Reading

Remember reading? I used to read. Before all of this craziness with the mittens started, before I became a glove making fiend, before the holidays came and put a whirlwind through my house.

In the push to get things done before Christmas, I had to put aside my reading in favor of knitting my fingers off. This was especially unfortunate as I get most of my reading from the Library, which means all of my reading has a due date. Just like being back in school. So of course now would be the time that several books I had been waiting for finally came to me, and have sat next to my bed and collected dust for weeks.

Now that Christmas is past (though I do still have a glove to knit, more on that later) I am able to pick up some of those books.

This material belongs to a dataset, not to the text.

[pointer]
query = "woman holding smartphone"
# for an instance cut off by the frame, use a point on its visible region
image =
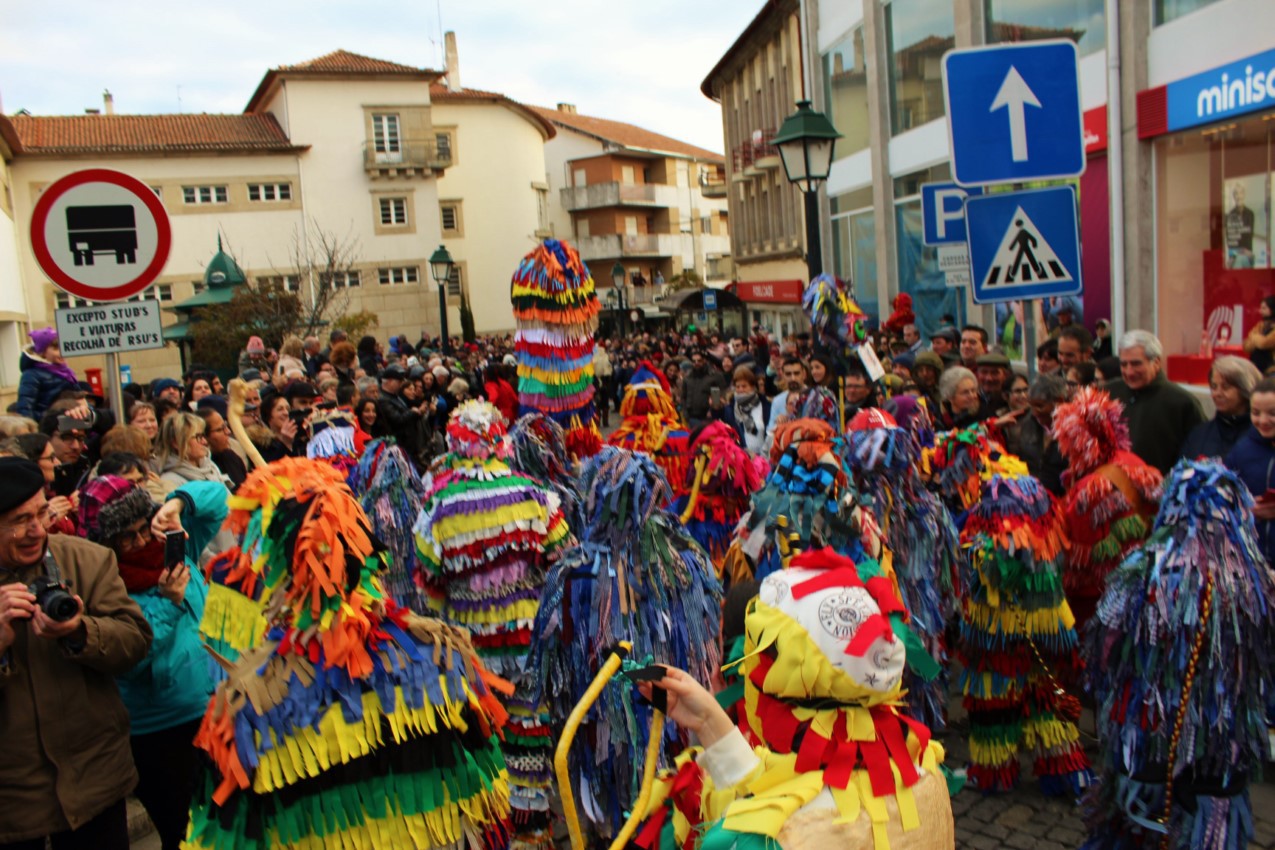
(157, 548)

Fortunately some of them are e-books, and can be read while knitting, since I don't need my hands to keep them open. Here's everything I have, and how long I have to read it:

Summer Knight: 5 Days.
This is the fourth book in the Dresden Chronicles, which I started by watching the tv show on hulu, then heard the audiobooks were narrated by James Marsters (sexy vampire Spike from Buffy, sexy time traveler from Torchwood), and then found I could obtain by e-book. They're a little bit noir, a little bit fantasy, and if you can put up with a little bit of sexism on the main character's part, you get some great mystery as well as some really cool female characters. I have two hundred pages left.

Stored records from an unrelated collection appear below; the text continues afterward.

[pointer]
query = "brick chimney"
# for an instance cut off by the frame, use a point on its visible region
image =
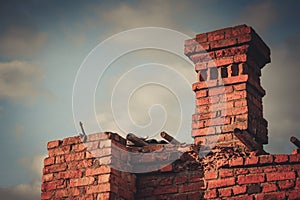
(105, 166)
(228, 92)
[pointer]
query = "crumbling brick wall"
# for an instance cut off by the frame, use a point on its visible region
(228, 117)
(72, 172)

Neverwhere: 18 days (sort of)
This is part of the ongoing Neil Gaiman read I mentioned a couple of months ago. I got this on an audiobook from the library which could go on my iPod. But I got the e-book to speed things along. It is apparently based on a tv show, also by Neil Gaiman, about the strange and terrible fantasy world which exists beneath the city of London. Enjoying it so far, not least because Neil Gaiman himself reads the audiobook. I have about a hundred and fifty pages left.

Percy Jackson & The Olympians: The Titan's Curse 12 Days
Have not even started this one. It is the third in the Percy Jackson series, which I started after seeing the movie and hearing about the series and feeling intrigued like a good little classicist. And I am so far...impressed. As a classicist I am outraged on behalf of the gods Dionysus and Hades for their very Disney-like portrayal in the books. Dionysus of the books is basically a sobered up version of Bacchus from Fantasia, always cranky, and nothing like the beautiful but darkly powerful pretty young man of Greek mythology. And Hades made for a nice version of the devil for the first book, despite that being a very Judeo-Christian concept. But! The mythology is solid, and it's a great introduction to the mythology which is so prevalent in our culture and literature, especially if you're the kid who doesn't have the patience for something as dry as Edith Head.

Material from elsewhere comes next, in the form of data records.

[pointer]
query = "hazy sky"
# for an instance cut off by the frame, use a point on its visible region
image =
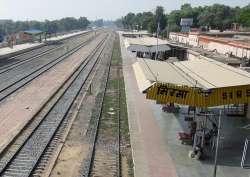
(92, 9)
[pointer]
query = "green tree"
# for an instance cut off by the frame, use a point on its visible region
(244, 16)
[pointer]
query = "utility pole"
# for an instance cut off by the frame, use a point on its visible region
(217, 146)
(157, 35)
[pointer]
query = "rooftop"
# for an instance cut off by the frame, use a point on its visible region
(204, 73)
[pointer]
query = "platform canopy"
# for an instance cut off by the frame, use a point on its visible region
(146, 44)
(201, 82)
(33, 32)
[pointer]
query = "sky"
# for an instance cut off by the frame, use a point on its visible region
(92, 9)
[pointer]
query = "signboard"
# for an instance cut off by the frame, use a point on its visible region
(185, 24)
(186, 21)
(169, 93)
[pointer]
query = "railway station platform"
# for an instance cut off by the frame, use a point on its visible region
(150, 157)
(7, 52)
(156, 149)
(18, 49)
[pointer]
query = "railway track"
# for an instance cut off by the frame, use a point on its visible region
(12, 87)
(30, 55)
(22, 156)
(99, 162)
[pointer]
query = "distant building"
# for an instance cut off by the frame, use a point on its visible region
(186, 23)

The Clockwork Prince: 8 Days
This is the second in the Infernal Devices series by Cassandra Clare, author of the Mortal Instruments series,. It is teen supernatural romance, and I have been waiting for this book for about a month. I love Cassandra Clare's characters, their lovely snark, the quotable lines, the intense teenage emotions, and that there are heroines who may fall stupidly in love, but aren't totally brainless because of it (*cough* Twilight! *cough*). I have 550 pages to read, but I'm not worried. I have read a hundred pages a day of Cassandra Clare before, and I'm sure this one will suck me in like the rest.

So now, if you'll excuse me, I have some reading to do.